The film is also hilarious throughout, structured as a series of escalations that some how remain resonant no matter what degree of absurdity they reach.
Set in Los Angeles at the onset of the seventies, the film follows part-time private eye and full time hippy Doc Sportello (Joaquin Phonenix) who is asked by his ex-girlfriend Shasta Fay Hepworth (Katherine Waterson) to prevent a plot to commit her wealthy real-estate developer lover to an asylum. Shortly thereafter, black militant Tariq Kahlil (Michael K. Williams, well known for playing the infamous Omar on The Wire) asks him to track down one of the real estate developer’s Nazi bodyguards. Next Sportello quickly finds himself framed for murder. The plot proceeds from there into more convoluted territory that reviewers and the director himself have despaired of untangling.
This film is about the characters and scenes which Anderson has brought to life with the same sense of the surreal yet important he displayed in Magnolia’s biblical rain of frogs. When the plot resolves it has not been solved by either the audience or Sportello. Despite the confusion at the end, viewers will appreciate being brought into such an intricate world during the course of the film.
The strongest aspects of the film are its ancillary characters, from Josh Brolin’s Christian “Bigfoot” Bjornsen, avatar of police brutality, and part time actor, to former pornstar Belladonna’s brief but impressive turn as the sister of a murdered Nazi with a fondness for Nitrous Oxide.
The plot is challenging, but every single scene is one that deserves to be viewed as its own entity. It is rewarding if you can give up on following the plot.
The film is shot on 35mm film, and recalls both visually and thematically Robert Altman’s faded postcard take on “The Long Goodbye,” both being films showing a well meaning detective from an earlier era unable to find clear culprits amidst the universal culpability of the oncoming Nixon era.

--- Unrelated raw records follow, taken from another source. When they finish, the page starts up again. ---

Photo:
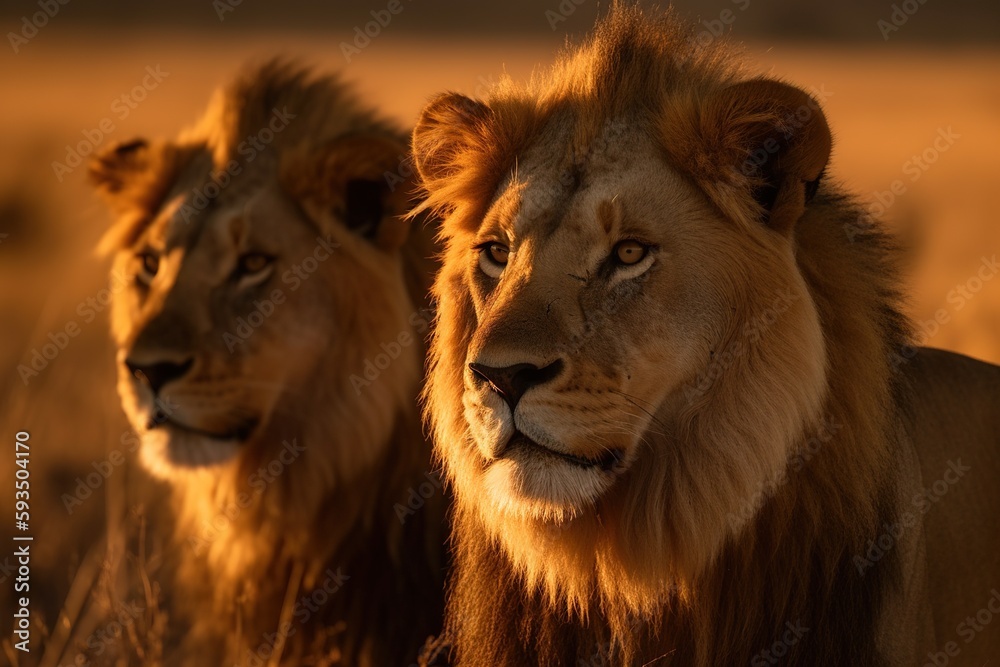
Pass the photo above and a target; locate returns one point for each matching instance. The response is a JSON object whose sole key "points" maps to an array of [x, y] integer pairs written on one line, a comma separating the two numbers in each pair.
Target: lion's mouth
{"points": [[607, 462], [240, 433]]}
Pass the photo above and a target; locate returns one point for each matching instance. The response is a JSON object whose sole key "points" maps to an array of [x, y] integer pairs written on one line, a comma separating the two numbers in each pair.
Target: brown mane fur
{"points": [[793, 561], [240, 575]]}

Similarly it also brooks an equally valid comparison to the “Big Lebowski.” If you have ever been captivated by a spectacular shot of LA, or have any interest in honest moral inquiry in a milieu that defies and negates it through force, ridicule, and pointlessness at every turn then there is no reason that this movie will not stand amidst its thematic peers as a film not just worth seeing, but owning. And hey, go ahead and read the book.